只有蘇秋一人,形容憔悴,身上裹著一條毛毯。
蘇呈音反身拎起行李箱走出來,他站到茶幾旁,聲音隔著黑色口罩顯得有點(diǎn)悶:“小姨,昨晚小姨夫說讓我再也不要回來了,我不聽他的,我只聽你的。”
蘇秋沒動,就這樣仰頭看他,一說話也是滿口嘶啞:“小姨說要帶你去看病,能治好你,你聽不聽?”
蘇呈音沉默地望著她,滿眼無望。
“我舍不得你,也舍不得芯宇,我和他還有約定。”他彎下/身拉起拉桿,滾輪磨在瓷磚地上發(fā)出骨碌碌的聲響,蘇呈音換好鞋子,酸楚從鼻尖蔓延到眼眶,他告別道,“學(xué)校宿舍挺好的,不用擔(dān)心。我...我也還會回來看你的。”
蘇秋猛地站起來,朝他走去幾步卻磕到桌角,她近乎哀嚎:“呈音你別執(zhí)迷不悟!”
“我沒有。”蘇呈音平靜道。
“他一個男人有什么好讓你喜歡的?啊?”
“他對我好,”蘇呈音頓了頓,“我好愛他。”
蘇秋仍是無法置信:“他對你好是在玩你!你告訴小姨,你告訴我,他把你怎么了,你們到哪一步了?啊?”
破罐子破摔,摔成無法再黏合的碎渣,絕望得越徹底,或許就越能放手。
蘇呈音看了一眼緊閉的臥室門確保芯宇沒有在偷聽,他直白到:“接過吻也上過床了,我主動的。”
蘇秋撐在椅子上大口喘息:“上...上過...”
“上過床,上過好多次。”蘇呈音不留余地,哽咽到,“小姨,我沒有病,我就是喜歡他。”
他推開門,陳舊的防盜門吱呀作響,蘇呈音站在門外,又回過身,“我想好好備考。”說罷深深望著低泣的蘇秋,眼里盈滿歉意和貪戀,“無論你對我多失望,都不要來學(xué)校找我,可以嗎?”
蘇秋滑到地上,掩面啜泣。
蘇呈音再看不下去,手心幾乎要捏碎門把,他仰起頭吸吸鼻子,下一刻用力關(guān)上門,拎起行李箱就往樓下跑。
跑下一節(jié),轉(zhuǎn)過彎兒,在四樓,陳祈就站在他面前。
蘇呈音怔住,情緒還未來得及反應(yīng)就自覺找到出口,稀里嘩啦地匯成一聲嗚咽,行李箱也不要了,只顧往這處張開雙臂的懷抱里撲去。
陳祈被他一猛子撲撞到墻上去,他擁緊他,用著全身的力氣擁抱他。
“想我了嗎?”
蘇呈音使勁兒點(diǎn)頭。
“還有我呢。
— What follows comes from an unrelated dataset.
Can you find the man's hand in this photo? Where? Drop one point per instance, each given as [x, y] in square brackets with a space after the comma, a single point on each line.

”
蘇呈音連聲“嗯嗯”地應(yīng)他。
陳祈把他往上提一提,一左一右地來回輕晃:“想去我家還是想去學(xué)校?”
蘇呈音不吭聲。
“我也想就這么抱著,可要是等會兒來人了怎么辦?”
蘇呈音喏喏道:“去學(xué)校吧,我好可憐啊,不想被你爸媽看見我這么邋遢。”